Written on June 3, 2015

I’ve been experimenting with the html canvas element recently by writing some simple 2D games. One challenge is making a canvas based game fit nicely on the screen given the vast variety in browser resolutions. 2D games tend to be made up of images and I found that scaling these images so that they fill the browser window was both slow and ugly.

This got me thinking about WebGL. Is it possible to use a 3D WebGL library to render a 2D game and gain the scaling and performance advantages of the GPU? At first I looked at three.js, which is probably the most popular WebGL library. But in doing my research I discovered a dedicated 2D JavaScript WebGL library called Pixi.js.
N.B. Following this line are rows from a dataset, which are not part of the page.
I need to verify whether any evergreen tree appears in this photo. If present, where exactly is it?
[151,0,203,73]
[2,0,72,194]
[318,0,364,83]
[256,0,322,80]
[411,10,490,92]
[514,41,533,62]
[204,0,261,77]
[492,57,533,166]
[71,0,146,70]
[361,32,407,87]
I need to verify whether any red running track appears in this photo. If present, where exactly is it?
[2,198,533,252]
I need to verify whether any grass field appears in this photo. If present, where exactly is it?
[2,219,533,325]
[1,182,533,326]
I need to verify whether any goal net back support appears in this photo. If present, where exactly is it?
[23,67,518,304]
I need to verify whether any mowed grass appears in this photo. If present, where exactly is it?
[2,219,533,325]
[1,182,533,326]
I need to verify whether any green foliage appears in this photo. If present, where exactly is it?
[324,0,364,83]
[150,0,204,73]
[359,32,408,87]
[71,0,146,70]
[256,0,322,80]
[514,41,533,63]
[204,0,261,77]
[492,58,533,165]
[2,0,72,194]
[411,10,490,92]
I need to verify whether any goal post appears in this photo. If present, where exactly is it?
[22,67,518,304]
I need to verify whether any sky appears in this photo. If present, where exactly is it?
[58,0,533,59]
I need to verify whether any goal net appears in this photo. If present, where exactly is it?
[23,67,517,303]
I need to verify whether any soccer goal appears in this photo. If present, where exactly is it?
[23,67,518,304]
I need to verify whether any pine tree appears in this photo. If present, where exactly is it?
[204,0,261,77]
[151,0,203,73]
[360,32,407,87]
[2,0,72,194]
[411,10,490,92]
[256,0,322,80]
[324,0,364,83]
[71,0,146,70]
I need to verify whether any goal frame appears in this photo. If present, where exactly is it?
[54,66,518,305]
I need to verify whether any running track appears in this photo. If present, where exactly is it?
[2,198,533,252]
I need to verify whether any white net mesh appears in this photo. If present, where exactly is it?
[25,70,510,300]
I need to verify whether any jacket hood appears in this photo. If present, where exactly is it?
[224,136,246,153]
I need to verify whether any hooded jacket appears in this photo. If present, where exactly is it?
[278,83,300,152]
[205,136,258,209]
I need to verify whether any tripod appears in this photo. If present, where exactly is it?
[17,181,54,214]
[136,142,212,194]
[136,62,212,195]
Pixi.js provides a JavaScript API for 2D rendering, sprites and scaling using WebGL and will automatically fall back to the canvas rendering if WebGL is not available. This sounded ideal so I figured I’d give it a closer look.

After studying some of the examples on the Pixi.js website I created a few dodgy looking demos (these are safely hidden away in a dark corner of my hard drive to save me some embarrassment). Now that I had a basic understanding of how Pixi.js worked I thought I’d have a go at writing a simple 2D game.

You can take a look at the game I created by visiting the game page. The source code is available on my github page.

Bloxed

I found the Pixi.js api to be extremely well thought out and predictable to use. Performance seems good, even on my ageing AMDx2 Desktop PC. Scaling the graphics to match the browser window was a little trickier that I expected as I soon realised that I’d have to make adjustments to keep the correct aspect ratio of my badly drawn graphics. Just scaling to the browser window size tends to stretch the image.

Considering that this was my first serious attempt with Pixi.js and that I’m still getting to grips with JavaScript, all in all I’m quite pleased with the result.